Hi, as Luca already mentioned, we (my colleagues Maribel Acosta and Felix Keppmann and me) are also working on an algorithm for authorship detection. Our approach is somewhat different than Luca and Michael's in that we rebuild authorship information for words in paragraphs and sentences via MD5-hashes (i.e. see if they have existed before at any time in the article) and use a Diff algorithm to detect the changes in the parts of the articles that haven't been seen before.
We build up on a older, more basic model of ours as described in the paper Luca already included in his mail [1]. Currently we are at 0,04 sec per revision for the pure calculation, without writing/reading the hashes to/from a database. This is the step we are working on now, to make the method incremental. We will make the code publicly available soon. We would like to contribute as much as we can to the Wikipedia authorship project with our solution and are open for any collaboration.

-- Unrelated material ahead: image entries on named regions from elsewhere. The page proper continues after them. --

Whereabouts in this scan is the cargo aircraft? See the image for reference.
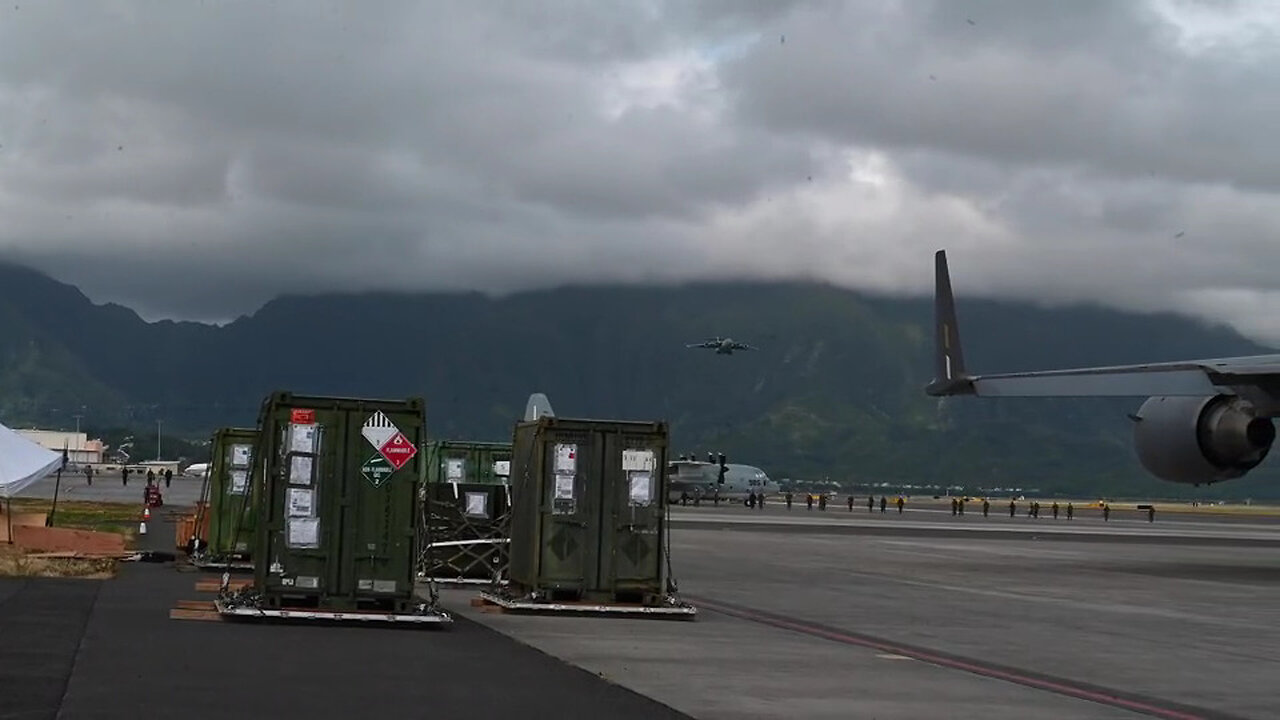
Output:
[925,250,1280,486]
[667,459,782,502]
[685,336,759,355]
[182,462,209,478]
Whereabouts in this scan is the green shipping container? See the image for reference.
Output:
[421,441,511,582]
[253,392,426,614]
[509,416,668,605]
[424,439,511,484]
[207,428,257,560]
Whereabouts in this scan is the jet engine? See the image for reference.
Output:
[1133,395,1276,484]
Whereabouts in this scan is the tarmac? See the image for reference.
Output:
[0,491,686,720]
[0,478,1280,720]
[444,506,1280,720]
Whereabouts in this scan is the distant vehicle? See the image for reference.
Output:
[685,336,759,355]
[667,460,782,502]
[924,250,1280,486]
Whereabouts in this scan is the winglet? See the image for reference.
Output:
[525,392,556,423]
[924,250,974,396]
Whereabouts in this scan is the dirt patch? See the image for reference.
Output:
[0,544,116,580]
[13,525,125,555]
[0,497,142,541]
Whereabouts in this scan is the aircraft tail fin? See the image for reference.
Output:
[925,250,973,396]
[525,392,556,421]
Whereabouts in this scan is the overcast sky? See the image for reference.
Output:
[0,0,1280,343]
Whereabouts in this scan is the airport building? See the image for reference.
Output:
[14,429,104,465]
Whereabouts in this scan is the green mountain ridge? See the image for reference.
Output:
[0,257,1280,497]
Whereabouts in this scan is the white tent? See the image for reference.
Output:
[0,417,63,497]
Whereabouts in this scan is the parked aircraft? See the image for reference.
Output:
[182,462,209,478]
[925,250,1280,486]
[667,460,781,502]
[685,336,759,355]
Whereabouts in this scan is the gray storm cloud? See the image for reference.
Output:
[0,0,1280,342]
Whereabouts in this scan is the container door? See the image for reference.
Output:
[539,432,602,589]
[220,434,255,552]
[599,433,666,602]
[333,410,421,607]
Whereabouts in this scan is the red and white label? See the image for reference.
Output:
[378,432,417,470]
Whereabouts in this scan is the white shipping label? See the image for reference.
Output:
[232,445,253,468]
[444,460,463,480]
[556,443,577,473]
[622,450,654,471]
[289,488,314,518]
[556,475,573,500]
[467,492,489,518]
[288,518,320,547]
[628,473,653,505]
[289,455,314,486]
[289,425,316,452]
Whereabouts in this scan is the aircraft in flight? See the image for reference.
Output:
[685,336,759,355]
[925,250,1280,486]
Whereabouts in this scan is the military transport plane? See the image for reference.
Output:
[925,250,1280,486]
[685,337,759,355]
[667,460,781,502]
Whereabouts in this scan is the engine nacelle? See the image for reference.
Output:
[1133,395,1276,484]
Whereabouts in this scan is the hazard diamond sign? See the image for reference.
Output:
[378,430,417,470]
[360,455,396,488]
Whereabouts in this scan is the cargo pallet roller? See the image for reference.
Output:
[214,588,453,625]
[479,591,698,620]
[417,538,511,585]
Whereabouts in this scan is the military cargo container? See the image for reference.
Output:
[202,428,257,562]
[219,392,449,621]
[420,441,511,583]
[494,416,692,614]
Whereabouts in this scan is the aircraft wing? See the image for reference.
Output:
[925,250,1280,397]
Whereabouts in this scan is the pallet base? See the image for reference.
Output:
[477,592,698,620]
[191,557,253,573]
[214,600,453,625]
[417,575,507,587]
[169,600,223,623]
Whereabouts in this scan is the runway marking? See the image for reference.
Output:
[685,596,1243,720]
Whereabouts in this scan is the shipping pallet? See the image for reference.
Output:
[214,598,453,625]
[417,573,508,588]
[189,557,253,573]
[169,600,223,623]
[471,591,698,620]
[419,528,511,584]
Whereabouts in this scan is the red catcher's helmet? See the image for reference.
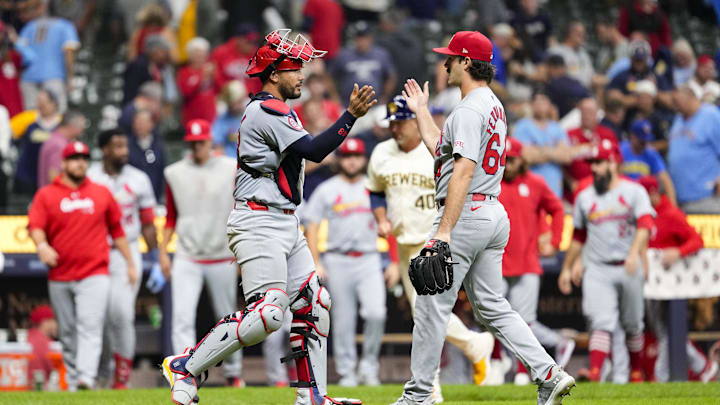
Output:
[246,28,327,76]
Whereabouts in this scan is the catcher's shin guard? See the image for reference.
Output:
[185,288,290,376]
[281,273,330,405]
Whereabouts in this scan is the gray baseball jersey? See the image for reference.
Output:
[235,100,307,210]
[573,179,655,264]
[435,87,507,199]
[304,176,377,253]
[87,162,155,242]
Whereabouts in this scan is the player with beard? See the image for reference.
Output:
[28,142,139,389]
[88,129,159,389]
[305,139,386,387]
[558,140,655,382]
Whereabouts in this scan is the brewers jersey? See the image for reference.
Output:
[87,162,155,242]
[366,139,437,245]
[435,87,507,199]
[573,179,655,264]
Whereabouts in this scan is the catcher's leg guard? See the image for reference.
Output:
[185,288,290,376]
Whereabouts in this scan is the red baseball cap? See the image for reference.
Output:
[338,138,365,156]
[587,139,622,163]
[638,176,660,194]
[505,136,522,157]
[30,305,55,325]
[63,141,90,160]
[433,31,493,62]
[183,118,212,142]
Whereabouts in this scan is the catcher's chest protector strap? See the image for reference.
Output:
[238,92,302,205]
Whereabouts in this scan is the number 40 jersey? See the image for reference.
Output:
[367,139,437,245]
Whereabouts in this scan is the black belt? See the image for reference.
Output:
[437,193,496,207]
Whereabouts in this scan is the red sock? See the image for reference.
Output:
[518,360,527,374]
[589,330,610,381]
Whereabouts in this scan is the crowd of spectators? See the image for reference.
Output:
[0,0,720,212]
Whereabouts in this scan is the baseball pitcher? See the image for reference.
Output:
[163,29,377,405]
[395,31,575,405]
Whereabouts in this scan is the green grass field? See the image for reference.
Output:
[0,383,720,405]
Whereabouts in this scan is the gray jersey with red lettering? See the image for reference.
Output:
[573,179,655,264]
[435,87,507,199]
[303,176,377,253]
[235,100,307,210]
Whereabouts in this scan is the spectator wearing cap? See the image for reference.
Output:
[545,55,590,118]
[128,110,165,201]
[633,80,675,157]
[668,86,720,214]
[0,22,37,117]
[177,37,220,125]
[13,90,62,195]
[607,40,672,109]
[595,16,630,72]
[510,0,552,63]
[303,0,345,60]
[620,120,677,204]
[688,55,720,104]
[158,119,244,386]
[548,21,595,87]
[27,305,58,382]
[211,80,248,158]
[329,21,397,104]
[210,23,262,94]
[638,176,718,383]
[618,0,672,55]
[18,1,80,111]
[127,3,178,61]
[512,91,570,197]
[565,98,618,201]
[28,141,138,389]
[117,81,163,133]
[670,38,697,86]
[122,34,177,104]
[37,110,86,187]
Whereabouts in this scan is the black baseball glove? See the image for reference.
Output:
[409,239,456,295]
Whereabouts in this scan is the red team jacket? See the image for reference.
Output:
[648,196,703,257]
[499,172,565,277]
[28,176,125,281]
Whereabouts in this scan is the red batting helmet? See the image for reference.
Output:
[246,28,327,76]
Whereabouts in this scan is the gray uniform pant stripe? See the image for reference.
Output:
[170,255,242,377]
[48,275,110,387]
[322,253,386,377]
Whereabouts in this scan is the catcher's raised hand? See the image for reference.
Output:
[348,83,377,118]
[408,239,455,295]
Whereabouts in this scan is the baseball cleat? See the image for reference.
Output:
[162,353,200,405]
[555,339,575,367]
[538,365,575,405]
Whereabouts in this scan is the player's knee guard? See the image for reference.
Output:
[185,288,289,376]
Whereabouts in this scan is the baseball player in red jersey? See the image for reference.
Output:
[558,140,655,382]
[28,142,138,389]
[638,176,718,383]
[499,138,575,385]
[163,29,377,405]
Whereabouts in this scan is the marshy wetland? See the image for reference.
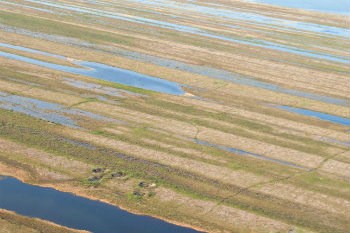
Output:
[0,0,350,233]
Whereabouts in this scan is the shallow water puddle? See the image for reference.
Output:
[274,105,350,126]
[194,139,308,170]
[0,176,198,233]
[0,92,123,128]
[0,44,185,95]
[6,0,349,63]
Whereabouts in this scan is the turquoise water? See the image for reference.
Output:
[277,106,350,126]
[0,176,198,233]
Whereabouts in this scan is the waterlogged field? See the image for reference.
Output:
[0,0,350,233]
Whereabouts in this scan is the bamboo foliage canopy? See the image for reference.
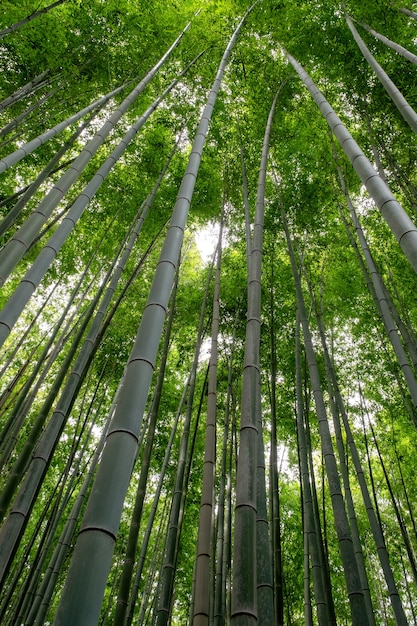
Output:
[0,0,417,626]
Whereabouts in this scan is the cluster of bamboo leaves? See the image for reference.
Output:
[0,0,417,626]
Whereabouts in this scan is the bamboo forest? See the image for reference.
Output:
[4,0,417,626]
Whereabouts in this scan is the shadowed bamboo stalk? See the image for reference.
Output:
[281,210,369,626]
[351,18,417,65]
[192,214,225,626]
[0,44,195,298]
[345,15,417,133]
[232,82,285,624]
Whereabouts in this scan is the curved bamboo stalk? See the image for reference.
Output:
[0,44,193,292]
[295,309,332,626]
[281,210,369,626]
[0,69,51,111]
[333,144,417,408]
[52,7,254,626]
[232,85,283,624]
[0,0,67,39]
[0,103,100,237]
[0,81,132,174]
[351,18,417,65]
[398,7,417,20]
[345,15,417,133]
[113,268,179,626]
[285,51,417,272]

Another issue is of course accuracy of the found words, for which we will ask the community for input to evaluate it. We have set up a small gold standard set of 184 words and their origin (who wrote them in which revision) which can be found here: [2] . The words were randomly selected and their origin determined manually. I invite everyone to look at this set and make comments about if the postulated revisions of origin in this gold standard set seem to be right and extend it maybe. Although we will run an evaluation with a bigger user base, this serves as a useful starting point for preliminary testing. Right now we reach an accuracy of ~85% with this set (compared to ~50% of the old Wikitrust algorithm, see [1]), although there are still a lot of tuning possibilities in our algorithm.
Best,
Fabian
[1] http://wikipedia-academy.de/2012/w/images/2/24/23_Paper_Fabian_Fl%C3%B6ck_An... [2] https://docs.google.com/spreadsheet/ccc?key=0An7RIRiLIXD5dENITFpmU0c1RVZaU1N...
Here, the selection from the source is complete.